I'm reading Ian Stewart's book "Galois Theory" and even if I can understand definition formally, I have problem understanding it in the sense of application.
Definition: An extension $L:K$ is radical if $L = K(\alpha_1, \alpha_2, \ldots, \alpha_m)$, where for each $i = 1, \ldots, m$ there exists an integer $n(i)$ such that $\alpha_i^{n(i)} \in K(\alpha_1, \ldots, \alpha_{i - 1})$. The elements $\alpha_i$ are said to form a radical sequence for $L:K$.
Definition: Let $f$ be a polynomial over a field $K$ of characteristic $0$, and let $\Sigma$ be a splitting field for $f$ over $K$. We say that $f$ is soluble by radicals if there exists a field $M$ containing $\Sigma$ such that $M:K$ is a radical extension.

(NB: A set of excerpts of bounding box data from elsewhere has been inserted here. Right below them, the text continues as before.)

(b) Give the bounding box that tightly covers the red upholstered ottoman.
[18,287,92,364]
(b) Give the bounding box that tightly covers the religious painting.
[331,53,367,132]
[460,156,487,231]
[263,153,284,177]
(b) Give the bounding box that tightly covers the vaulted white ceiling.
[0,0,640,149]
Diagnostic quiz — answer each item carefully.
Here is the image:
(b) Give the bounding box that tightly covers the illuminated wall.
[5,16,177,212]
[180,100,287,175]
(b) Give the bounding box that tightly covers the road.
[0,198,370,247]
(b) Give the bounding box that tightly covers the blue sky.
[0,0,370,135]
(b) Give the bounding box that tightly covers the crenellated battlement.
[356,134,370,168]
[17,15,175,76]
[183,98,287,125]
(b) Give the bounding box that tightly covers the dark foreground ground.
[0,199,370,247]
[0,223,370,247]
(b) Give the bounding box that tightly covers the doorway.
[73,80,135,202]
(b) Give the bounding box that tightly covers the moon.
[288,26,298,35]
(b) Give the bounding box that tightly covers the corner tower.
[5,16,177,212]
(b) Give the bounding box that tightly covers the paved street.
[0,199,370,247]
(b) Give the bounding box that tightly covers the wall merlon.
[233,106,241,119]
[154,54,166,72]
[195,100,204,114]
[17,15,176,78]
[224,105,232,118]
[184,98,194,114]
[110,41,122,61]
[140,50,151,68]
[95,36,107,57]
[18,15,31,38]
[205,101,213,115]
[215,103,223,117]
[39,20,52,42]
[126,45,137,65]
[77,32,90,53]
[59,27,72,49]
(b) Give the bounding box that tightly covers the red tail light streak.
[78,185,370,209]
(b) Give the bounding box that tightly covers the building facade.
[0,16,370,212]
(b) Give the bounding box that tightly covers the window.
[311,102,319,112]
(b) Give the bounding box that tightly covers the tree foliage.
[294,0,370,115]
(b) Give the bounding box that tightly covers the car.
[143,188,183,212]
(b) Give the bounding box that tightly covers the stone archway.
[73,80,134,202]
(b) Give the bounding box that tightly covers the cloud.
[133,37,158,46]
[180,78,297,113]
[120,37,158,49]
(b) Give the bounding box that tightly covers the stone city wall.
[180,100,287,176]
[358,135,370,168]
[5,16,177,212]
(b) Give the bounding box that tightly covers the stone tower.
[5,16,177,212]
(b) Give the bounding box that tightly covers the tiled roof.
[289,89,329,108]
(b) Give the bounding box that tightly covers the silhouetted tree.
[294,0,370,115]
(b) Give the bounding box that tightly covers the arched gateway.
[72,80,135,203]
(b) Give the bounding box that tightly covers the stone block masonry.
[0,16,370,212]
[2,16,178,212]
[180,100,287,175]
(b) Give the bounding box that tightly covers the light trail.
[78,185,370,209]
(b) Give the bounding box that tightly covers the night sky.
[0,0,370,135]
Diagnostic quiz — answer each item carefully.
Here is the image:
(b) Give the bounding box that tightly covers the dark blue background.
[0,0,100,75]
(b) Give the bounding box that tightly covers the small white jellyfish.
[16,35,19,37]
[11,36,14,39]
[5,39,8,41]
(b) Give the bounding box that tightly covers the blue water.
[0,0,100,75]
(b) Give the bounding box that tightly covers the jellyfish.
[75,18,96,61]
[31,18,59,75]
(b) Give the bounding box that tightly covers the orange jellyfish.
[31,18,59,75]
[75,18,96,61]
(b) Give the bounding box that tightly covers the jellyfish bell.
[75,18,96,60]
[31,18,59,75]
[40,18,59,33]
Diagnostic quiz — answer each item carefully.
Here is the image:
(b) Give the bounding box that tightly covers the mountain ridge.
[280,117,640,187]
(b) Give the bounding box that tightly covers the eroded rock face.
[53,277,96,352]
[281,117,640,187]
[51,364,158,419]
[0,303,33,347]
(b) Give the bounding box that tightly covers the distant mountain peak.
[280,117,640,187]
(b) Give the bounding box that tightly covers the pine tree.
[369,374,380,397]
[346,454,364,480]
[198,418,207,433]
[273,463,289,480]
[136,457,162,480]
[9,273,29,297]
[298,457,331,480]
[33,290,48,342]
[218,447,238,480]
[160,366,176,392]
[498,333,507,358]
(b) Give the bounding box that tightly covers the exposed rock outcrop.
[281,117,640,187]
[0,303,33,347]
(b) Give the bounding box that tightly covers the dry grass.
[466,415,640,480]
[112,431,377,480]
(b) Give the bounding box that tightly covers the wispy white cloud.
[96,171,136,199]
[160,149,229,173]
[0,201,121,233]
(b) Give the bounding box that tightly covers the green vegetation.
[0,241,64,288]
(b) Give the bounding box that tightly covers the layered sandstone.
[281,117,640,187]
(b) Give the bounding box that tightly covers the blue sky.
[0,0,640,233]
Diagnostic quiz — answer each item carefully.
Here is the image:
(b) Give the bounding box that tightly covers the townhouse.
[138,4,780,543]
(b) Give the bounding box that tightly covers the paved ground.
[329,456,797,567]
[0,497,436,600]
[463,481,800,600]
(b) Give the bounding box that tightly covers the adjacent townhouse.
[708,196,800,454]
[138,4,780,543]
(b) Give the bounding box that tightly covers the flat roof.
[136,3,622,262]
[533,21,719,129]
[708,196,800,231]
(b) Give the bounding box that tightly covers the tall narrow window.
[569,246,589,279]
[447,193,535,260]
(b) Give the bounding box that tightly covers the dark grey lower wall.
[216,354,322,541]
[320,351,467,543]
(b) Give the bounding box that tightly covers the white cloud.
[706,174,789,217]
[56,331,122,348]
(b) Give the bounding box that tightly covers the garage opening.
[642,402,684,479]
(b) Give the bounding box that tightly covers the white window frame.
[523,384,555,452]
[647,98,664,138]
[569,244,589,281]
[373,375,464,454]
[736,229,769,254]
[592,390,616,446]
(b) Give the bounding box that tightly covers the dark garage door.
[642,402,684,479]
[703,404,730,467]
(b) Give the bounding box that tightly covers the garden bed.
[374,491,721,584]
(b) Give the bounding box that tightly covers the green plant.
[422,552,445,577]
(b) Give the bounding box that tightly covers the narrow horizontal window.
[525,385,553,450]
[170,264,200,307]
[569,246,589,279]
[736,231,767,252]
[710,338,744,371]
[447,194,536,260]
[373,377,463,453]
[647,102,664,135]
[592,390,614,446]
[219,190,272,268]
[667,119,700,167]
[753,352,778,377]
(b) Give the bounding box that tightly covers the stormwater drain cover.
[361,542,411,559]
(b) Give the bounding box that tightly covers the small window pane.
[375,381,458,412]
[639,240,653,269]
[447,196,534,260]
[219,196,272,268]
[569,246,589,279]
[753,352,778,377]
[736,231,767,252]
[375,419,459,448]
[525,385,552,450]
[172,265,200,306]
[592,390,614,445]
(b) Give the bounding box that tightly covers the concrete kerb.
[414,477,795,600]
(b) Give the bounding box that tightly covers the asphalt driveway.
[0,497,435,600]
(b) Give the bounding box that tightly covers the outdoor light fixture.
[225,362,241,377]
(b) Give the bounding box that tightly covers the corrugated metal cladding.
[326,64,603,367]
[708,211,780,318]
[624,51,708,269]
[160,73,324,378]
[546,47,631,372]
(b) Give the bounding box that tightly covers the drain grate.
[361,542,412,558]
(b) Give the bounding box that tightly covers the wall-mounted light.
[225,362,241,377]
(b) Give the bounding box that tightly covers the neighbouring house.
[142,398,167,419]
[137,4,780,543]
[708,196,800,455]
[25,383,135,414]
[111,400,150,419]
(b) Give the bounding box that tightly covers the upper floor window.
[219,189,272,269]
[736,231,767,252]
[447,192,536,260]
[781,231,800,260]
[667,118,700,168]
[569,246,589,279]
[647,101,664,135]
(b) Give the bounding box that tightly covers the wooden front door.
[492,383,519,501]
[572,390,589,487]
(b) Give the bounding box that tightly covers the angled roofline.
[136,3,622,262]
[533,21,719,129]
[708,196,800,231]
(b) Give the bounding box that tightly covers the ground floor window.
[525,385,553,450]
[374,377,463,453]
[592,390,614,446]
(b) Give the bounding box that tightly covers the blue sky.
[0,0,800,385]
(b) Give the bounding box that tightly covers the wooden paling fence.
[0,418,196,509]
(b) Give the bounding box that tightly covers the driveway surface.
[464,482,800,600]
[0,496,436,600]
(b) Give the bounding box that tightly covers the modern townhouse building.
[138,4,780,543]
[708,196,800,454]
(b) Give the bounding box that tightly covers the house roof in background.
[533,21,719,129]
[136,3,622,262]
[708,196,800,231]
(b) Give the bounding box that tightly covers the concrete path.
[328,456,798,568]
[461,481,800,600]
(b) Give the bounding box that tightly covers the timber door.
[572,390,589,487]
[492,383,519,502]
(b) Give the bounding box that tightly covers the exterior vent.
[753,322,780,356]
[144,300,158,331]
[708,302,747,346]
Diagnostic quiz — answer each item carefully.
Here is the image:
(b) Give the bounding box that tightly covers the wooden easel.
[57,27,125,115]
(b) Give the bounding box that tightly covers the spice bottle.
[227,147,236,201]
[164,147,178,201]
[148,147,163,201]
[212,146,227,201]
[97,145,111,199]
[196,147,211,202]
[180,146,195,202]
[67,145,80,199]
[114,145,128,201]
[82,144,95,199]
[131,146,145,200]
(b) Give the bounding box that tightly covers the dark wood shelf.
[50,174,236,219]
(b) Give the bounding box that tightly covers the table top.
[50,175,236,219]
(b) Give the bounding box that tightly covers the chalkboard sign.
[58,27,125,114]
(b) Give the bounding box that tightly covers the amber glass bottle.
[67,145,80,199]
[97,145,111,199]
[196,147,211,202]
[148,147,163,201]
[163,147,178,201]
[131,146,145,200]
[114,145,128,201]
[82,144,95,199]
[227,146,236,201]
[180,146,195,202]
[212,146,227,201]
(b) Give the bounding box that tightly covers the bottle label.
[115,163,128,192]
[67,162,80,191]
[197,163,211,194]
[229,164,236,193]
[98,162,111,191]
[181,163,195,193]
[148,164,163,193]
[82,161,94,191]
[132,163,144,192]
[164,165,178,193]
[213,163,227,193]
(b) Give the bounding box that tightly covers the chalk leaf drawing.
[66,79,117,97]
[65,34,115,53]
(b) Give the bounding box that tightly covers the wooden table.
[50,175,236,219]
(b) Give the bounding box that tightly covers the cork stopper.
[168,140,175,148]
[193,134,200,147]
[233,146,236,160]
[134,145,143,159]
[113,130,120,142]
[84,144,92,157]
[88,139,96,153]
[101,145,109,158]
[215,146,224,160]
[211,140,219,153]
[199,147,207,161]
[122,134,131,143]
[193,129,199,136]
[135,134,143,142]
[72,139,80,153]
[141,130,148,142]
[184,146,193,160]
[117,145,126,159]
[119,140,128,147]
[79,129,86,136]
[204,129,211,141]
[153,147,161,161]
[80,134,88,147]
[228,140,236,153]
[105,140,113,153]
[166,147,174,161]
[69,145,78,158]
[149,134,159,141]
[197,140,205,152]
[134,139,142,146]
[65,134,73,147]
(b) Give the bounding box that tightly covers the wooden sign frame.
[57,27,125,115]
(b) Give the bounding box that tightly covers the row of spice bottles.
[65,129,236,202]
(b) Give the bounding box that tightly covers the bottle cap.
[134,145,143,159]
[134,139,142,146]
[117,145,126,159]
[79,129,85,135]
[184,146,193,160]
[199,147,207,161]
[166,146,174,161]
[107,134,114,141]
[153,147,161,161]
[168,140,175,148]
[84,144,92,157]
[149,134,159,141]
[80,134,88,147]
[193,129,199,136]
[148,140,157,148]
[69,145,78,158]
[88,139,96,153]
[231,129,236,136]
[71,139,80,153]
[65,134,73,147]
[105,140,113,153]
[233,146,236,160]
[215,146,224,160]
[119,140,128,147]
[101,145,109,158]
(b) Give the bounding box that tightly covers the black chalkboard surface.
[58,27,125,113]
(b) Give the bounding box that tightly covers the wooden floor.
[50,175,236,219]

And now comes my missunderstanding: let $f$ be a polynomial over $\mathbb{C}$, its splitting field should be $\mathbb{C}$, right? What is its "$M$" then? We could try this with example, let $f(x) = x^2 + 1$, it is a polynomial over $\mathbb{Q}$ and it splits over $\mathbb{Q}[i]$, right? Then what is its $M$? Or consider a polynomial $f(x) = x^2 - 1$ over $\mathbb{Q}$ and it also splits over $\mathbb{Q}$, so what is its $M$?
You are correct that if $f(x)\in\mathbb{C}[x]$, then the roots of $f$ are all in $\mathbb{C}$, so they are in a radical extension of $\mathbb{C}$. The insolvability of the quintic generally refers to quintic polynomials in $\mathbb{Q}[x]$. In this case, the splitting field is certainly contained in $\mathbb{C}$, but not all elements of $\mathbb{C}$ can be expressed in terms of radicals (indeed, the theorem that there is no "quintic formula" tells us not all algebraic numbers over $\mathbb{Q}$ can be expressed in terms of radicals). The point is the roots of the polynomial are in some algebraic extension, but it need not be a radical extension; that is to say, the roots of polynomial with rational coefficients cannot necessarily be expressed in terms of radicals of rationals (as opposed to reals or complex numbers).
For your examples, $f(x)=x^2+1$, then $M=\Sigma=\mathbb{Q}(i)$. As for $f(x)=x^2-1$, this splits over $\mathbb{Q}$, so $M=\Sigma=\mathbb{Q}$. I am not aware of any examples where $M\neq\Sigma$ off the top of my head, but perhaps someone else can chime in with one.